Touching the Clouds ☁️

- 07.12.17 -

On this day, all 13 students of the Ecuador Global Seminar made their way to Pichincha Volcano to participate in one of the many tourist attractions: The Teleferico! This is a gondola-like style lift that allows its visitors to witness a magnificent view of the city. With a 13,000 ft. altitude overlooking Quito -- it's an experience that'll leave you feeling like you were on top of the world. Aside from the exhilarating ride up and spectacular view, there are several hiking trails that offer a visit to a chapel, pictures with adorable llamas, and many other panoramic views.

When we were up there, we were not left short of opportunities to further observe and analyze the social interactions between the people of Ecuador. There was one large group in particular that caught my attention: there were two women handling multiple children at a time, and the whole scene looked chaotic, but there was one comment that initially drew me to notice this family. One of the women suddenly yells to her toddler, "Ve con cuidado gordo." To the untrained ear, someone could easily assume this mother just insulted her child--but I easily took away two things from that: 1. The mother clearly trusted her son to be ahead along the trail up the mountain without showing signs of despair or anxiety for his safety which leads to my second point...2. The mother sent off her child with faith that he would also make good decisions for himself plus she also used a cute term of endearment, "gordo," Many Western families would never dare to let their children roam freely along the side of a volcano, but that was not the norm by which this family structure was functioning under--just like in Inge Bolin's book, Growing Up in a Culture of Respect : Child Rearing in Highland Peru (2008), the family dynamic was built around mutual respect and trust between adult to child. 

Holistically, this is the city that we have come to learn about culture, cognition, education, language and all of it's intersectionalities. Therefore, when you can stand at one of the highest points in the city, you can really take a step back, look around, and reflect on the fact that the prominence of child rearing, cultural practices can be found anywhere, and that the things you read in books and articles are nothing less than the reality of this dynamic city. 

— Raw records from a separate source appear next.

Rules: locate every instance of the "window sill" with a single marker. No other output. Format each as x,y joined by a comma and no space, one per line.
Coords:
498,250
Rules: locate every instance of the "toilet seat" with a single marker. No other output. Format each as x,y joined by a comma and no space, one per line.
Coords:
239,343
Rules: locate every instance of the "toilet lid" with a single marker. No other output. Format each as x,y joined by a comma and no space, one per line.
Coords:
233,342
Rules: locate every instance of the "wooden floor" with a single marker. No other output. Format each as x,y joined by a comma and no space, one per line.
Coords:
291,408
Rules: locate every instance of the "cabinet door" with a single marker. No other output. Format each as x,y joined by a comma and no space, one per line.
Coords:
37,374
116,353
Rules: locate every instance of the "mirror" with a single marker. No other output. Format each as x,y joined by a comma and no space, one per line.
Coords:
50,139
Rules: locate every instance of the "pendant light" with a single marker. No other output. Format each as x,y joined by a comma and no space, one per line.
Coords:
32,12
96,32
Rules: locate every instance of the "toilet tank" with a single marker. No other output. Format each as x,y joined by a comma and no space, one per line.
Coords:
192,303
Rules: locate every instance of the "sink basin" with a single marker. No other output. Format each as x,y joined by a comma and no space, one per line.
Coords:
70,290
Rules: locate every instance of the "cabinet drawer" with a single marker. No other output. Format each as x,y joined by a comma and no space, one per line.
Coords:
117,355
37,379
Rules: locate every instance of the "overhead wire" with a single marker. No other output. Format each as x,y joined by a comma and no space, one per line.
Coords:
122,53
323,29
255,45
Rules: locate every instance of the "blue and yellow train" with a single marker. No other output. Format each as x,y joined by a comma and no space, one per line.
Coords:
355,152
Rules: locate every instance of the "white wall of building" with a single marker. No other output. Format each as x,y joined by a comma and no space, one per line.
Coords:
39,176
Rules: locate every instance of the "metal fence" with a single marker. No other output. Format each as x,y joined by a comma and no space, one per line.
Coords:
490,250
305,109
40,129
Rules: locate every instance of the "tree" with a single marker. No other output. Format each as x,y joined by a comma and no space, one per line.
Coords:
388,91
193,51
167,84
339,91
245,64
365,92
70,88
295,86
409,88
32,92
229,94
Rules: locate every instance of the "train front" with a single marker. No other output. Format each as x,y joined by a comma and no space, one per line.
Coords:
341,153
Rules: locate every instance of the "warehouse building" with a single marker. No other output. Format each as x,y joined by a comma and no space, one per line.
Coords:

  1. Great observation of the mothers and children group! I first interpreted the phrase as a demanding order. It also reminds me of how teachers back in China would react to such situations-the practice is between Western and Ecuadorian.

  2. I love how you connected this experience with the book we are reading in class!

  3. I think it's so interesting to see the differences in childrearing when we travel. As the professor said, it really makes us check our own ways of thinking and question "is this morally wrong, or just not the way I have seen things done?"